Re:Does anyone else remember... (Score:4, Informative)
Um, except if you you have exactly 1 physics thread you have to juggle complex scheduling considerations about who needs how much CPU, handle the prioritization against the render and AI threads, handle intermixing them, etc. You have to implement a task scheduler. ... which is exactly what Quake 1 did. Carmack wrote a userspace thread library, and spawned multiple threads. Since DOS didn't have threads this worked rather well.

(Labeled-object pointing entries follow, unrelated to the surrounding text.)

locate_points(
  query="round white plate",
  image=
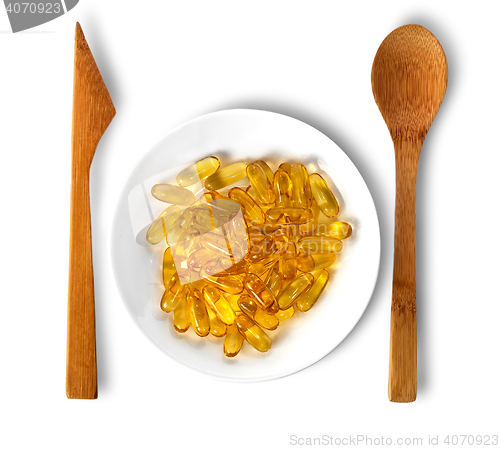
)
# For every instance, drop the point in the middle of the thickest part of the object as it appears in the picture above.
(236, 135)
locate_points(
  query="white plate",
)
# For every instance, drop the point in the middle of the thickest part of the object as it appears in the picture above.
(236, 135)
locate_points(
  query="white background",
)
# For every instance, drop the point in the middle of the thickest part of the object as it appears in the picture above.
(165, 62)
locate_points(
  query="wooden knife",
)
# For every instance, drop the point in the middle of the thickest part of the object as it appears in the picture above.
(93, 110)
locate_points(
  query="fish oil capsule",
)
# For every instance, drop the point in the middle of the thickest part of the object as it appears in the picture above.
(274, 282)
(259, 291)
(250, 308)
(313, 262)
(171, 299)
(251, 210)
(233, 302)
(173, 282)
(266, 168)
(198, 171)
(160, 227)
(280, 238)
(282, 185)
(219, 304)
(217, 327)
(295, 290)
(168, 266)
(253, 333)
(288, 262)
(233, 341)
(257, 233)
(228, 284)
(182, 319)
(338, 229)
(168, 193)
(226, 176)
(198, 313)
(226, 267)
(216, 243)
(319, 244)
(323, 195)
(199, 258)
(199, 284)
(251, 192)
(284, 315)
(301, 190)
(260, 183)
(286, 167)
(309, 299)
(295, 215)
(263, 250)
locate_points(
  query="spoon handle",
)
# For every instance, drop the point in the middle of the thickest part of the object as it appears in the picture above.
(403, 346)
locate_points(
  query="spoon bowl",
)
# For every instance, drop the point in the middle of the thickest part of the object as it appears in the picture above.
(409, 79)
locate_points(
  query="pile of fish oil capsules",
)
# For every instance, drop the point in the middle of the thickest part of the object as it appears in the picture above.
(245, 255)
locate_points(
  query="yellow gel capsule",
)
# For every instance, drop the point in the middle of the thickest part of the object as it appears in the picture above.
(295, 215)
(225, 267)
(257, 233)
(251, 192)
(266, 168)
(316, 211)
(233, 341)
(282, 185)
(297, 288)
(198, 171)
(229, 284)
(217, 327)
(218, 303)
(199, 284)
(251, 210)
(259, 291)
(309, 228)
(314, 244)
(253, 333)
(171, 299)
(226, 176)
(214, 195)
(301, 190)
(324, 196)
(313, 262)
(160, 227)
(233, 302)
(172, 283)
(168, 266)
(182, 318)
(216, 242)
(288, 262)
(309, 299)
(263, 250)
(274, 282)
(250, 308)
(284, 315)
(259, 181)
(199, 258)
(286, 167)
(338, 229)
(198, 313)
(168, 193)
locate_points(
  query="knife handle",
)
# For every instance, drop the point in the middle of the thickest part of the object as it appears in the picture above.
(81, 362)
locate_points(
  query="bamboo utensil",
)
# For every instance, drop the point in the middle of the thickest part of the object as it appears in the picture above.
(409, 78)
(93, 110)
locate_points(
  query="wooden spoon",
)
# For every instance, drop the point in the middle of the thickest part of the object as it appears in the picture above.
(409, 78)
(93, 110)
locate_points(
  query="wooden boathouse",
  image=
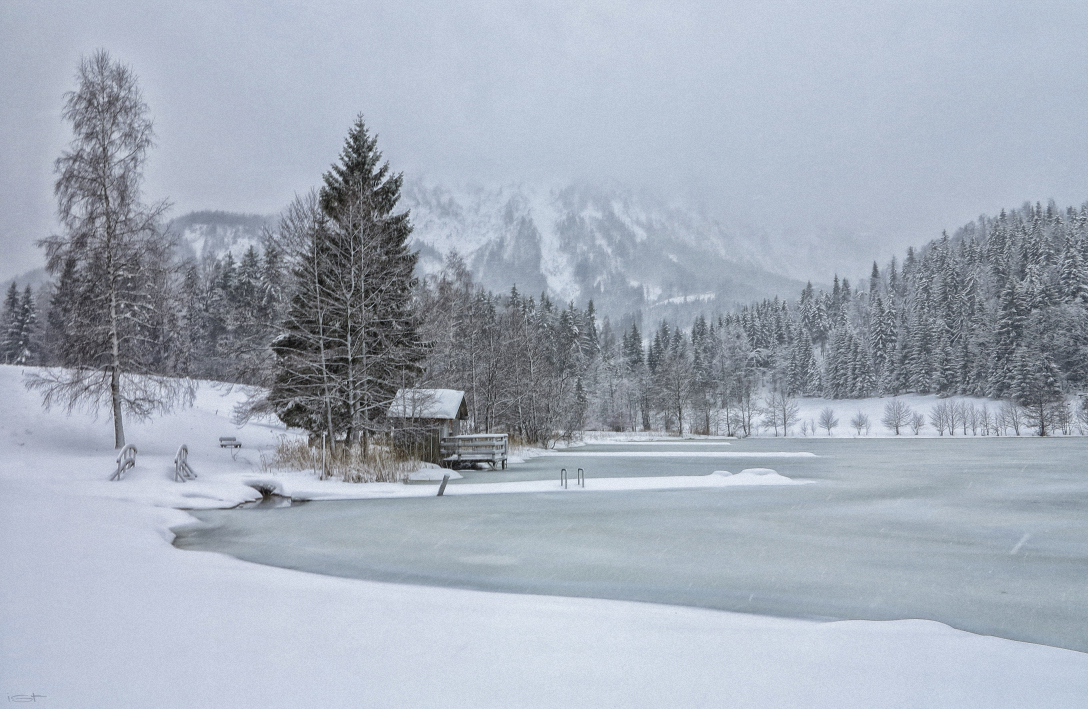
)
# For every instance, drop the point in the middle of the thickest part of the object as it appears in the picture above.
(428, 423)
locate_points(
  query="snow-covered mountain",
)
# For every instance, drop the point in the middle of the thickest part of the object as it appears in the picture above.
(623, 250)
(213, 234)
(627, 251)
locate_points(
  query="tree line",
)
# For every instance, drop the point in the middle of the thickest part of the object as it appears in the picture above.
(329, 319)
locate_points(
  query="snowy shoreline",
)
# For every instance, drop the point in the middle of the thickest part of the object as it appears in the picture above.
(99, 609)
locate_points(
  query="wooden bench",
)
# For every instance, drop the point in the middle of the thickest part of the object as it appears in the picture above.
(476, 448)
(232, 443)
(182, 470)
(126, 459)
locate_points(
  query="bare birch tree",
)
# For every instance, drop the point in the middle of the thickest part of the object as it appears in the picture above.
(112, 257)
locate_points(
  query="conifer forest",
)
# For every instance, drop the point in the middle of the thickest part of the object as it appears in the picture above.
(330, 316)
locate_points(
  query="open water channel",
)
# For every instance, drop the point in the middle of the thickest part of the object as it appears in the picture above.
(988, 535)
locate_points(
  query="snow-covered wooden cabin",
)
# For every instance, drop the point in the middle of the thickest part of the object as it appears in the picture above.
(442, 409)
(421, 419)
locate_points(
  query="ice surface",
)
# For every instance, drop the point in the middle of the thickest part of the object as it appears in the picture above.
(98, 610)
(892, 530)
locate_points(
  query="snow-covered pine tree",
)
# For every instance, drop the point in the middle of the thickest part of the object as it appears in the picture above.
(350, 337)
(112, 257)
(9, 325)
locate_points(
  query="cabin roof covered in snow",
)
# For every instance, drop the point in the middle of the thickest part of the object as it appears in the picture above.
(429, 403)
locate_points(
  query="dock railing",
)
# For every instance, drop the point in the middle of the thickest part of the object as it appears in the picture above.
(476, 448)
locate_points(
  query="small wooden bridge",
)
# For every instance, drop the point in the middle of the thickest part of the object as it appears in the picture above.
(477, 448)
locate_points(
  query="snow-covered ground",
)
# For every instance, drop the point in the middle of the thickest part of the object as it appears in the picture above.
(97, 609)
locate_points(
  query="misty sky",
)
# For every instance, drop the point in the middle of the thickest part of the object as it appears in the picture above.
(890, 120)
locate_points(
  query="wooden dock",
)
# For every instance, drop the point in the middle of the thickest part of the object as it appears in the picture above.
(477, 448)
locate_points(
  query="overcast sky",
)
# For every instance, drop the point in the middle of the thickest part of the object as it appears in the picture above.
(890, 120)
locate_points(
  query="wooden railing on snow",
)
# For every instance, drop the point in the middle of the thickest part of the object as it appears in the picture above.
(182, 470)
(126, 459)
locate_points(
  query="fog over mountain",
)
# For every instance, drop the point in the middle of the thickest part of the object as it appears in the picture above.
(813, 133)
(628, 252)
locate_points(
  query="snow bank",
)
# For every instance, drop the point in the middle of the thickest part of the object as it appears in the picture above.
(97, 609)
(679, 453)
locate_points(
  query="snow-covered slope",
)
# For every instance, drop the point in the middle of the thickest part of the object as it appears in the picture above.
(623, 250)
(214, 234)
(626, 251)
(97, 609)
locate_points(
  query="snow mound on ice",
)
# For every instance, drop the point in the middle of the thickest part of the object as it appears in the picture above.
(762, 476)
(432, 472)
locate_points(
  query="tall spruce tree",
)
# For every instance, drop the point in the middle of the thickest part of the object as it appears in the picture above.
(349, 339)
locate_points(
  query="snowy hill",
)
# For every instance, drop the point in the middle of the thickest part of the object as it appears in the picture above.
(625, 251)
(213, 234)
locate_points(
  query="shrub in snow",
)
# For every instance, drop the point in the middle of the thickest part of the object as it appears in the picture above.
(897, 415)
(861, 421)
(827, 420)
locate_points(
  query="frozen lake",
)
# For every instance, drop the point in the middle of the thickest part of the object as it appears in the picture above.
(988, 535)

An OS thread will give any thread a base priority, and then raise that priority every time it passes it over in the queue when it wants CPU time. It lowers the priority to the base when it runs. If a task sleeps, it gets passed over and left at lowest priority; if it wakes up and wants CPU, it climbs the priority tree. In this way, tasks which need a lot of CPU wind up getting run regularly-- as often as possible, actually-- and when multiple ones want CPU they're split up evenly.
If you make the render thread one thread, you have to implement this logic yourself. Further, the OS will see your thread as exactly one thread, and act accordingly. If you have 10000 physics objects and 15 AIs, keeping both threads CPU-hungry, then the OS will give 1/3 CPU to the physics engine; 1/3 CPU to the AI; and 1/3 CPU to the render thread. This means your physics engine starves, and your physics start getting slow and choppy well before you reach the physical limits of the hardware. The game breaks down.
You obviously don't understand either game programming or operating systems.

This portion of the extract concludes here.